# diesel ryder



## jibba069 (Jun 19, 2008)

Alright so I got 3 females and one male. Three females are in with my early girl all flowering. I know Should be running 18/6 or 20/4 with the auto flower but. should I sacrifice one of my females and put here n the room with the male. Female is about 16" and male is over 20" tall. Both are bushy and healthy. Also how long to wait before putting here back unde the 400 hps? thanks and any help is app.


----------



## Mutt (Jun 19, 2008)

What exactly are you wanting to do?
Low Ryder is tricky to get the auto-flower trait in successive generations from what I read...as each generation goes the chances of auto-flower drastically decrease. crossing with other strains and getting the autoflower even harder. (from what I have read).

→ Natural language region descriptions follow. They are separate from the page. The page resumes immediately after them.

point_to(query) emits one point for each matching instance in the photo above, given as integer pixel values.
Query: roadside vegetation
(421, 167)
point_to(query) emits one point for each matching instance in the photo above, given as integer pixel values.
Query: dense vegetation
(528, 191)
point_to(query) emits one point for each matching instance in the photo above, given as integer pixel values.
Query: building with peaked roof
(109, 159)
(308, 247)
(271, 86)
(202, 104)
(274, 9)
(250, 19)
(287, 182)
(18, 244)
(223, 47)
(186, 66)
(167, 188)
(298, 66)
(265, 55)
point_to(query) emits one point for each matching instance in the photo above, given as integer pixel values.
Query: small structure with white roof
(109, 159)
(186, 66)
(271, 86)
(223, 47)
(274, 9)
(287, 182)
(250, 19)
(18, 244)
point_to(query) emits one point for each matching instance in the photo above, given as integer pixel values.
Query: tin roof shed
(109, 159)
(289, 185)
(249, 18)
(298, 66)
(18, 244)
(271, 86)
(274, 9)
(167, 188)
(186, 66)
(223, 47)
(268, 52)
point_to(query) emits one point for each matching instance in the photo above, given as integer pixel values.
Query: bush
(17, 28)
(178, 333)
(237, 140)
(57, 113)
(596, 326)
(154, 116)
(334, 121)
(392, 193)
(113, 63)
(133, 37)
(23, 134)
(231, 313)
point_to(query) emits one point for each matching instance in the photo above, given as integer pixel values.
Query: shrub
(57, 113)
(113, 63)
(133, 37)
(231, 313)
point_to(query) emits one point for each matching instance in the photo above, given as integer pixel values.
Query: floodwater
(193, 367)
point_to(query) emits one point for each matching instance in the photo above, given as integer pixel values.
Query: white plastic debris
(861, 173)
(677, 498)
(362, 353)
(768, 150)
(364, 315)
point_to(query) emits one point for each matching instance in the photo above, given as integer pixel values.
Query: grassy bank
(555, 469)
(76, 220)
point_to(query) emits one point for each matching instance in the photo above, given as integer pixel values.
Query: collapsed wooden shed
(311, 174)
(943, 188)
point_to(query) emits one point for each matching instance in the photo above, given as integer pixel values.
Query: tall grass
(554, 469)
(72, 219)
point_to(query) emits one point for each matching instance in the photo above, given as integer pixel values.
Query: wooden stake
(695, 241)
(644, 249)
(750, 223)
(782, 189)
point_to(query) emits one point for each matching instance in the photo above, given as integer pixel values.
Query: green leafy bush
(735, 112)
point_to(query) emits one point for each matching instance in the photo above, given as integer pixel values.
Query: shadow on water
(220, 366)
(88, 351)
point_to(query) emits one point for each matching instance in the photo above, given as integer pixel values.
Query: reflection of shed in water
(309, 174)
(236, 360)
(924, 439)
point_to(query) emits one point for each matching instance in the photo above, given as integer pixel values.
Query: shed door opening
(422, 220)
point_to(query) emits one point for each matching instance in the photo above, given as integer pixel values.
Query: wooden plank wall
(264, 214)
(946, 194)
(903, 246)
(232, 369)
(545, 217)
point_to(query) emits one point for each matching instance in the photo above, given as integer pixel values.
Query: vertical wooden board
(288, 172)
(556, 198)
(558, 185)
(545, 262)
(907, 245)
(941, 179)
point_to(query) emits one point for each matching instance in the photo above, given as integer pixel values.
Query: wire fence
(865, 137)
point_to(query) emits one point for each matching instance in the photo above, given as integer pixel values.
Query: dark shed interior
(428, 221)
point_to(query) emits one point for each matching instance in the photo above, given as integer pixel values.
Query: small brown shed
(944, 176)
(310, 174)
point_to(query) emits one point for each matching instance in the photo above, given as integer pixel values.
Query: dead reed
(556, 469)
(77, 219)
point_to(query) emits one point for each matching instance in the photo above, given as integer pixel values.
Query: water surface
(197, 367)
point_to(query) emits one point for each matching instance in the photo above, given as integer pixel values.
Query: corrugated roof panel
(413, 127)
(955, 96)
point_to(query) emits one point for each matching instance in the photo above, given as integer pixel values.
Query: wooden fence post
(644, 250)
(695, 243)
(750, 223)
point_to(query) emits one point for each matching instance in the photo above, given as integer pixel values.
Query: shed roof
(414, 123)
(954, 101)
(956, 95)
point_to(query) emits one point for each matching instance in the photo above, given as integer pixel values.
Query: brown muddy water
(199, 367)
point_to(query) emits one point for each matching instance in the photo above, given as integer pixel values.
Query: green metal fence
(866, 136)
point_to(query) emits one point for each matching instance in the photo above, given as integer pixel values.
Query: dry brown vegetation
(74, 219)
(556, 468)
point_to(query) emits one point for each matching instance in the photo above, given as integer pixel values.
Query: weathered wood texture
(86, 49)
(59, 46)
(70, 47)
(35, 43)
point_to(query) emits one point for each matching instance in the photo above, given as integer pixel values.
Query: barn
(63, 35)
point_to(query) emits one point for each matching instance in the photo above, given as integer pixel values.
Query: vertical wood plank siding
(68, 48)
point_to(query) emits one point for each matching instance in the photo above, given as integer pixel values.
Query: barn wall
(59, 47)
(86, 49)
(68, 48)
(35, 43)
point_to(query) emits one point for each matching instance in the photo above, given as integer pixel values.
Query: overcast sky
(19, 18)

I myself leave the ruderalis to the peeps that need that super short flowering time.


----------



## jibba069 (Jun 19, 2008)

I just wanna get more seed out of the same diesel ryders. Trying to cross them is even harder. I don't wanna have to order more of the thats all.


----------



## Timmyjg6 (Jun 19, 2008)

Just place your male in a separate room and pollinate a few bud sites so you don't sacrifice all your bud.. A male can live in really poor conditions with no prob.. I threw mine in a little storage shed under a couple 42W cfls.. And just give enough nuts to keep living...


----------



## jibba069 (Jun 19, 2008)

thanks. I got a 150 watt compact flouro oer the male I will just pollinate the one female and drie him for hash. How long before I can stick her back under the 400 hps? with no worries of hurting the other ladyies...


----------